The law has prompted strong reactions from some of the mayors who must conduct such ceremonies, and who are upset that they will become the faces and fists of a policy they call awkward, "purely symbolic" and irrelevant to an applicant's qualifications.

They say the Danish Parliament, which approved the measure, has artificially elevated a social custom to a national value.

But Denmark is not alone. The authorities in Switzerland and France have recently cited "lack of assimilation" in rejection of citizenship to foreigners who refuse to shake hands with officials.

"If you arrive in Denmark, where it's custom to shake hands when you greet, if you don't do it it's disrespectful," said Mr Martin Henriksen, a lawmaker who has been critical of Islam and is the right-wing Danish People's Party's spokesman on immigration. "If one can't do something that simple and straightforward, there's no reason to become a Danish citizen."

He said the law, which takes effect on Jan 1, was required because of "Muslim immigration to Denmark over a long time" and added that he hoped it would be followed by a ban on Muslim women wearing veils at citizenship ceremonies.

Integration Minister Inger Stojberg posted on Facebook that a handshake was a "visible sign that you've taken Denmark to heart".

Some Muslim and Jewish groups prohibit or discourage their faithful from touching members of the opposite sex outside their families.

The handshake requirement, which includes a provision that the wearing of gloves is unacceptable, is the latest in a series of Danish anti-immigrant measures that critics say are symbolically charged but serve little purpose.

The government recently announced plans to isolate certain migrants it wants to deport on a small, out-of-the-way island, and Parliament approved funding for the project on Thursday.

Earlier this year, the Parliament prohibited the wearing of face veils in public, although researchers say only about 200 Muslim women follow the practice in Denmark.

In 2015, the country sharply cut social programmes for asylum seekers, and a law passed in 2016 allows the authorities to confiscate migrants' valuables to help cover the cost of their stays in Denmark.
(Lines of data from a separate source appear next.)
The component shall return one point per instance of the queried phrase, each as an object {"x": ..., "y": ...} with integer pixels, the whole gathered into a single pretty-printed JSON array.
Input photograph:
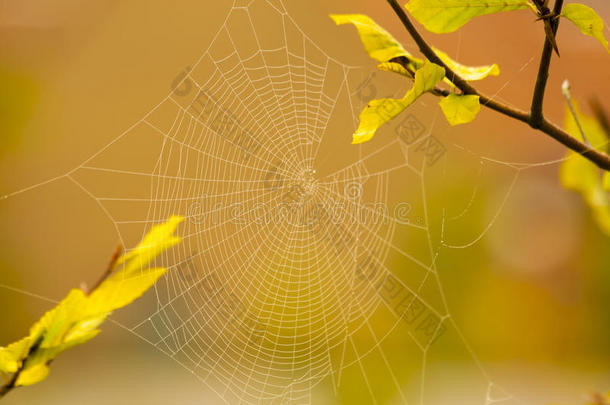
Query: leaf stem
[
  {"x": 537, "y": 121},
  {"x": 109, "y": 269}
]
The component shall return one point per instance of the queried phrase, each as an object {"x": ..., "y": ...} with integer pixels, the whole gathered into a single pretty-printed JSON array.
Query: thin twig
[
  {"x": 12, "y": 384},
  {"x": 600, "y": 159},
  {"x": 565, "y": 88},
  {"x": 109, "y": 269}
]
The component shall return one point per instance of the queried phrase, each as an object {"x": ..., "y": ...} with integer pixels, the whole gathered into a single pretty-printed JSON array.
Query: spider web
[{"x": 300, "y": 265}]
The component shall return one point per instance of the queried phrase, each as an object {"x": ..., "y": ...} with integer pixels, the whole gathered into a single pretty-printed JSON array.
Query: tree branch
[
  {"x": 537, "y": 116},
  {"x": 600, "y": 159}
]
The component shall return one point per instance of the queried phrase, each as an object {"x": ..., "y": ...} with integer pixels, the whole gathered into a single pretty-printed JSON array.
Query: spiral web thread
[{"x": 287, "y": 277}]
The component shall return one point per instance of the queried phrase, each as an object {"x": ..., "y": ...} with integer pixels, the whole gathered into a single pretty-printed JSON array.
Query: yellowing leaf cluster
[{"x": 383, "y": 47}]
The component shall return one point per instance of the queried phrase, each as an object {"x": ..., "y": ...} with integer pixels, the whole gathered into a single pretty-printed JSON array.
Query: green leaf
[
  {"x": 76, "y": 319},
  {"x": 469, "y": 73},
  {"x": 378, "y": 43},
  {"x": 460, "y": 109},
  {"x": 378, "y": 112},
  {"x": 442, "y": 16},
  {"x": 581, "y": 175},
  {"x": 587, "y": 21}
]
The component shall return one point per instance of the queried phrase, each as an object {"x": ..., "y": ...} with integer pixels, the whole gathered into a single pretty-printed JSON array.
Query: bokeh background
[{"x": 530, "y": 295}]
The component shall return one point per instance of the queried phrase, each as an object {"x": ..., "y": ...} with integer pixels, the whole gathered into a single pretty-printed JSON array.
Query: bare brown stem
[{"x": 601, "y": 159}]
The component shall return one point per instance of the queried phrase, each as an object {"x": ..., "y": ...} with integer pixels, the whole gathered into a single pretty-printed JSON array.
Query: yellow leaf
[
  {"x": 460, "y": 109},
  {"x": 469, "y": 73},
  {"x": 587, "y": 21},
  {"x": 156, "y": 241},
  {"x": 378, "y": 43},
  {"x": 10, "y": 356},
  {"x": 579, "y": 174},
  {"x": 75, "y": 320},
  {"x": 378, "y": 112},
  {"x": 121, "y": 289},
  {"x": 442, "y": 16},
  {"x": 32, "y": 375}
]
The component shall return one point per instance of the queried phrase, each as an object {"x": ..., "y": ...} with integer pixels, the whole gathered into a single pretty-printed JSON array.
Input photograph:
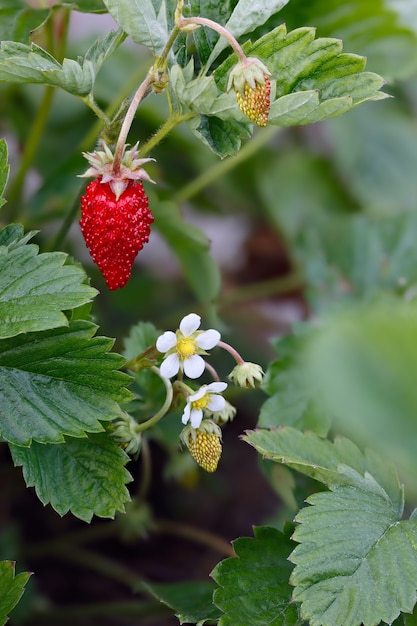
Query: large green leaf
[
  {"x": 253, "y": 586},
  {"x": 356, "y": 562},
  {"x": 246, "y": 16},
  {"x": 335, "y": 464},
  {"x": 192, "y": 248},
  {"x": 191, "y": 601},
  {"x": 11, "y": 588},
  {"x": 364, "y": 363},
  {"x": 139, "y": 19},
  {"x": 58, "y": 382},
  {"x": 380, "y": 166},
  {"x": 84, "y": 476},
  {"x": 371, "y": 28},
  {"x": 21, "y": 63},
  {"x": 35, "y": 288},
  {"x": 18, "y": 20},
  {"x": 315, "y": 80},
  {"x": 294, "y": 400}
]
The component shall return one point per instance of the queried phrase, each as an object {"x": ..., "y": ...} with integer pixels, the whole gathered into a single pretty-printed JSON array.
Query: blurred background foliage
[{"x": 313, "y": 232}]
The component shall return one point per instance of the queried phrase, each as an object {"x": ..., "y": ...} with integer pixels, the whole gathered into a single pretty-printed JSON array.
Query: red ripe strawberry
[
  {"x": 115, "y": 229},
  {"x": 115, "y": 217}
]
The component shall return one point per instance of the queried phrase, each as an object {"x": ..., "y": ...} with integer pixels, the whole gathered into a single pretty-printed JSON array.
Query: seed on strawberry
[
  {"x": 115, "y": 229},
  {"x": 206, "y": 449},
  {"x": 255, "y": 102}
]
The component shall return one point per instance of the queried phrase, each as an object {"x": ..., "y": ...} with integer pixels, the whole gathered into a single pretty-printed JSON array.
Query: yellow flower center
[
  {"x": 186, "y": 347},
  {"x": 202, "y": 403}
]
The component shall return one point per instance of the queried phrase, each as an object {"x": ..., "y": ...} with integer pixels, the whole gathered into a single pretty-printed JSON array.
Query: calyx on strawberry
[{"x": 115, "y": 216}]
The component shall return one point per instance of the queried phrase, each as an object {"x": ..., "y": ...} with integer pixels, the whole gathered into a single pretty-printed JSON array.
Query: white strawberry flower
[
  {"x": 206, "y": 398},
  {"x": 183, "y": 348}
]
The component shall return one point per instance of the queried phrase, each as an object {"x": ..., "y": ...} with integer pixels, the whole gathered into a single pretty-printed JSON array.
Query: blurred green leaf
[
  {"x": 371, "y": 28},
  {"x": 192, "y": 248},
  {"x": 36, "y": 289},
  {"x": 253, "y": 586},
  {"x": 18, "y": 20},
  {"x": 141, "y": 336},
  {"x": 246, "y": 16},
  {"x": 334, "y": 464},
  {"x": 191, "y": 601},
  {"x": 353, "y": 550},
  {"x": 315, "y": 80},
  {"x": 293, "y": 400},
  {"x": 11, "y": 588},
  {"x": 4, "y": 169},
  {"x": 84, "y": 476},
  {"x": 364, "y": 363},
  {"x": 381, "y": 163},
  {"x": 140, "y": 20},
  {"x": 224, "y": 138},
  {"x": 59, "y": 382}
]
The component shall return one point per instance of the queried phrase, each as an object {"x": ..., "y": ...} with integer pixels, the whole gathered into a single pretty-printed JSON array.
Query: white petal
[
  {"x": 186, "y": 413},
  {"x": 189, "y": 324},
  {"x": 170, "y": 366},
  {"x": 208, "y": 339},
  {"x": 216, "y": 387},
  {"x": 217, "y": 403},
  {"x": 166, "y": 341},
  {"x": 196, "y": 417},
  {"x": 194, "y": 366},
  {"x": 198, "y": 394}
]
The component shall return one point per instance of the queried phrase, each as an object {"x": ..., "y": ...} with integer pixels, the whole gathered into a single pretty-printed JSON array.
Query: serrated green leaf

The handshake requirement will deter few applicants for citizenship, officials said, but it sends a harsh message to Muslims, and many mayors who conduct citizenship ceremonies said they would find ways to avoid it.
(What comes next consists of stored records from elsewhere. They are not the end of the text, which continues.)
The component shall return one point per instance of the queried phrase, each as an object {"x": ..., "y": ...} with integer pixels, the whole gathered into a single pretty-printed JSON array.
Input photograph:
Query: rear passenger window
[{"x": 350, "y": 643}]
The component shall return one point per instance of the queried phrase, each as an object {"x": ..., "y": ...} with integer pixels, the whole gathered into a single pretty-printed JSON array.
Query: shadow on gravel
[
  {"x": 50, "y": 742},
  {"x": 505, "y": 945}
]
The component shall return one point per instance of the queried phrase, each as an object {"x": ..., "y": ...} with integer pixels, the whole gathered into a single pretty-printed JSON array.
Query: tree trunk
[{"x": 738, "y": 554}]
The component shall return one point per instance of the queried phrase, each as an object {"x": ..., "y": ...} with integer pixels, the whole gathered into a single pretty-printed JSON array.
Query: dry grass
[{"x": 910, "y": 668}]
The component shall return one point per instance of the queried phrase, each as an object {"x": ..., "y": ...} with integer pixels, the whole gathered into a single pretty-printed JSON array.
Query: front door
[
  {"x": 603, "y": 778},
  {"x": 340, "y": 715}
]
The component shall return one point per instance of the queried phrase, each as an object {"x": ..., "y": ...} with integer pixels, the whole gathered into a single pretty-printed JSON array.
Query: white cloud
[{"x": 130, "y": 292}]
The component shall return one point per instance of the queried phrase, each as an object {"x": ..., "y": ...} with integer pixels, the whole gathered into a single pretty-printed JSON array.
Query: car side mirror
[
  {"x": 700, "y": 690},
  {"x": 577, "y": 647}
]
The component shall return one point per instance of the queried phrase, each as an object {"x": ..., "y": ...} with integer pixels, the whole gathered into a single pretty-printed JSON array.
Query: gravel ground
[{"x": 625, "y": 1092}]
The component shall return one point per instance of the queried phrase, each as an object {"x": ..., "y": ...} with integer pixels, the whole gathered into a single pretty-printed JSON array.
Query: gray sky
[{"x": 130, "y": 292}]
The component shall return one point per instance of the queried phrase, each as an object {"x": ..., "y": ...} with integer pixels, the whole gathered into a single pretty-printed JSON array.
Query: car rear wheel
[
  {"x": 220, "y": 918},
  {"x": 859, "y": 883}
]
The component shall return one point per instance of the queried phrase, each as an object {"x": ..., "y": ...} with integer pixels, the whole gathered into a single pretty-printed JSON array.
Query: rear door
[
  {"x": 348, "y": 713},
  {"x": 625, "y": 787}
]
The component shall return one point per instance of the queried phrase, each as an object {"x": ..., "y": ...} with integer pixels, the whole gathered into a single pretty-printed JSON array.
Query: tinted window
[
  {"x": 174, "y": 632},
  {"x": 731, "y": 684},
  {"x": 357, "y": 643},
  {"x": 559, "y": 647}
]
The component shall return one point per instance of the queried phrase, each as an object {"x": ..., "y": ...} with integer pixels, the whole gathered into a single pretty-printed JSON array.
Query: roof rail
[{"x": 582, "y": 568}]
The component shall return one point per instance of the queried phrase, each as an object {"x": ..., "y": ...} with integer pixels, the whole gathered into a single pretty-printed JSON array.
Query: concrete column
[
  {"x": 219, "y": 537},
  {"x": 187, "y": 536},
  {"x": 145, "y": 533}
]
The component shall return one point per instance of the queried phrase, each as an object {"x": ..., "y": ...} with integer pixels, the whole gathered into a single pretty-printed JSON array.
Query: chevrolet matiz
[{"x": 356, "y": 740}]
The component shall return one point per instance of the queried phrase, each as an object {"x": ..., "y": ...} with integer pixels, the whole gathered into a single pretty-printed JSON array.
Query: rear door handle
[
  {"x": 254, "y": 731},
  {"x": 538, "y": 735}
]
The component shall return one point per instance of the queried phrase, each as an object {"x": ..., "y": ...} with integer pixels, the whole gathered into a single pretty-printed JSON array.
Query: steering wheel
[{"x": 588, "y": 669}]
"It's against my ideology and conviction to have to force other people to have body contact," said Mr Thomas Andresen, the Mayor of Aabenraa which is near the border with Germany.

Mr Andresen said he could either arrange to have local officials of both genders take part in the ceremonies or have state officials take over. Either way, he would look for pragmatic solutions while protesting against laws "gone too far".

Mr Mogens Jespersen, the Mayor of Mariagerfjord, a northern town, told the national broadcaster that he would disregard the law and accept a nod or a bow from an applicant refusing to extend her hand. "But I think it's a hypothetical question I'll never face," he said.

In Ishoj, a suburb of Copenhagen, immigrants and their descendants constitute 40 per cent of the population. Mr Ole Bjorstorp, who has been Mayor for 17 years, said he had never met anybody who refused to shake his hand.

Mr Billy O'Shea, an Irish translator living in Denmark since 1981, is waiting for an answer to his application for citizenship, but said he would give it up if he were forced to shake hands.

"Respect is not something you in a democratic country, can demand by threats," he wrote in an e-mail exchange. "Respect is something that occurs between equal citizens. We can't shake each other's hands if one of us is on our knees."

To gain citizenship in Denmark, an immigrant must have legal residence for up to nine years, pass a Danish language test, have no record of serious crime, be financially self-sufficient, as well as pass a test on Danish politics, history and society.

Ms Stojberg, who is a member of the centre-right Venstre party, told Parliament that municipalities would face fines if they did not abide by the handshake law.

A spokesman for the Council of Appeal, which oversees local government compliance with laws, said the mere threat of a fine usually made municipalities comply.

In Aabenraa, Mr Andresen said he regretted Danes' negativity about immigration, noting that the country had successfully integrated refugees from the former Yugoslavia, and had built close ties to Germany, a former enemy.

"I'd be sad to see us portrayed as a xenophobic country and a xenophobic people. Because we absolutely are not," he said. "And we need the workforce."